10 – Transaction metadata

Transactions can have metadata associated with them in order to display a user-facing description of an underlying Cadence transaction script. Dapper (will) support two types of metadata: off-chain and on-chain.

Off-chain metadata

Off-chain metadata is generic and does not take into account the specifics of a transaction, such as the arguments to it.

For example, many applications require that a user’s Flow account be properly initialized so that it can hold the application’s specific NFTs. A high-level description of such a transaction might read: “Prepare your Flow account for our awesome NFTs.” This would be displayed more prominently than the Cadence transaction script that it describes since most users do not understand Cadence.

On-chain metadata

On the other hand, on-chain metadata can be more specific than off-chain metadata because Dapper can use transaction arguments to query Flow for details about a transaction.

For example, a ‘buy NFT’ transaction will specify transaction arguments such as NFT_ID and price. Dapper can then run a Cadence script, using those argument values, to query for metadata about that particular NFT (if it exists on-chain). A hypothetical NFT might define metadata such as ‘serial number’, ‘edition name’, ‘series name’, etc. which can be queried by NFT_ID. Dapper Checkout then uses this mechanism to populate the Checkout screen with the name, serial number, price, and image of the NFT.

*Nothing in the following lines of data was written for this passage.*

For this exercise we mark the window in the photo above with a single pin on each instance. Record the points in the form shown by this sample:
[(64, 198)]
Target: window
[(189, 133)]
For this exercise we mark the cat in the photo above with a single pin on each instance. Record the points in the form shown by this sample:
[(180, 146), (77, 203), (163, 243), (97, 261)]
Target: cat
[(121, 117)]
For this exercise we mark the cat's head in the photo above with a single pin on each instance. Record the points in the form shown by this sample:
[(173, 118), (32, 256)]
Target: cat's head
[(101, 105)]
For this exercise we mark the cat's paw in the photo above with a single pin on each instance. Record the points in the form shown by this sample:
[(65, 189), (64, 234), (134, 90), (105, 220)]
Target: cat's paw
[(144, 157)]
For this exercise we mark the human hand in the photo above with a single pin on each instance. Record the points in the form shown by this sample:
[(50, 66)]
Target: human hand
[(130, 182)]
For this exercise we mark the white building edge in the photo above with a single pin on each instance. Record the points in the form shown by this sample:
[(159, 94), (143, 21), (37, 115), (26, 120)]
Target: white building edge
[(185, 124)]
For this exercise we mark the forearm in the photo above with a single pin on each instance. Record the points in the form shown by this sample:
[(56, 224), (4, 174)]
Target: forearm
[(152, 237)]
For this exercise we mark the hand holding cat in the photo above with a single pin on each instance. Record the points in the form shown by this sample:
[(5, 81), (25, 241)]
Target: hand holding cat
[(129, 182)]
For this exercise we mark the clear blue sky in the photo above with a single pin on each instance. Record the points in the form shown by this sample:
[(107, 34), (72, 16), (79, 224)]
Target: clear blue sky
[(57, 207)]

Another example would be listing an NFT for sale. The arguments to this transaction would be similar to the ‘buy NFT’ transaction: the NFT_ID and the price. Dapper can run an on-chain query using these arguments to display a screen to the user listing the NFT for sale with the metadata reading “Do you want to list Furry Octopus #14/100 for $99 USD?” alongside an image of the Furry Octopus. For more details on how Dapper manages assets, please see our FAQ entry titled ‘How do I provide images/assets to Dapper?

11 – On-chain metadata

On-chain metadata is needed for Dapper checkout to ensure that the asset description and price displayed to the user matches the asset description and price on-chain.

For a more bespoke implementation, an NFT contract can define a metadata structure particular to that NFT. For example, the Geniescontract defines metadata using a hierarchy of on-chain structs singletons that are referenced by the NFTs. This allows the metadata to be stored on-chain at minimal cost, as opposed to duplicating and storing the metadata within the NFT resource itself (storing data on-chain incurs storage costs).

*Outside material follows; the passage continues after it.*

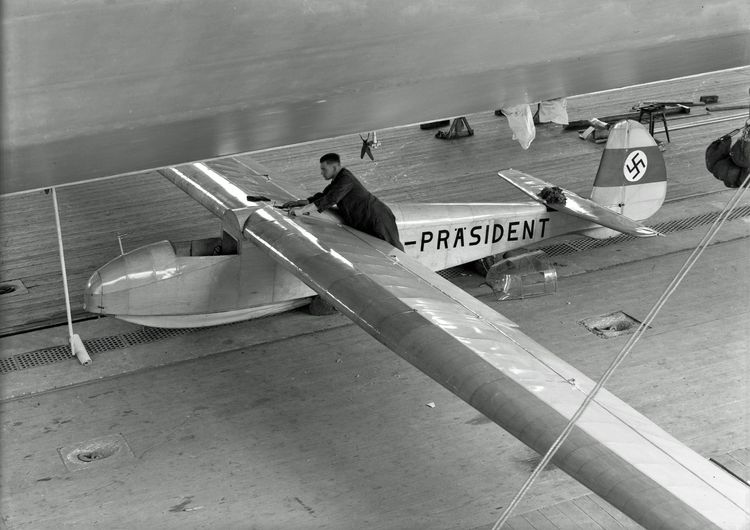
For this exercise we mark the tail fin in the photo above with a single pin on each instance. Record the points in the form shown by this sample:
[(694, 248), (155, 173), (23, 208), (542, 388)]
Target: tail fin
[(632, 177)]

In the Genies contract, the only data stored on the NFT itself is the serialNumber, the mintingDate, and a reference to the Edition from which it was minted. The rest of the metadata for an NFT can be retrieved by querying these other structs, using the NFT.id as the starting point.

image

Metadata in Dapper checkout

For transactions that are eligible for Dapper checkout, Dapper will display purchase details on the checkout UI that is pulled from on-chain NFT metadata. Using arguments to the 'buy' transaction, such as the NFTStorefront.Listing.id, Dapper will query the chain for metadata related to the sale such as NFT name, description, imageURL (url to off-chain image of NFT), and sale price.

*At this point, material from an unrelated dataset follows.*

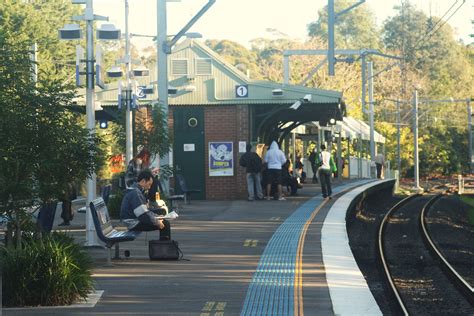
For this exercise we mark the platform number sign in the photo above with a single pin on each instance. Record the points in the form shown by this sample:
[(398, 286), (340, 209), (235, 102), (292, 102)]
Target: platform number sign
[(140, 93), (241, 91)]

For example, the data Dapper references for the purchase of a Genies NFT is:

pub struct PurchaseData {
  pub let id: UInt64
  pub let name: String
  pub let amount: UFix64
  pub let description: String
  pub let imageURL: String

  init(id: UInt64, name: String, amount: UFix64, description: String, imageURL: String) {
    self.id = id
    self.name = name
    self.amount = amount
    self.description = description
    self.imageURL = imageURL
  }
}

12 – Flow contract examples

Generic contracts

NFT Storefront

Non Fungible Token

Fungible Token

Specific marketplace contracts

NBA Top Shot

Genies

Kitty Items

Ballmart

13 – How to provide images to Dapper

NFT images can be displayed on the Dapper Checkout if they are publicly accessible via HTTP. For optimal performance, we recommend you optimize these images for 150px X 150px and host them on a CDN.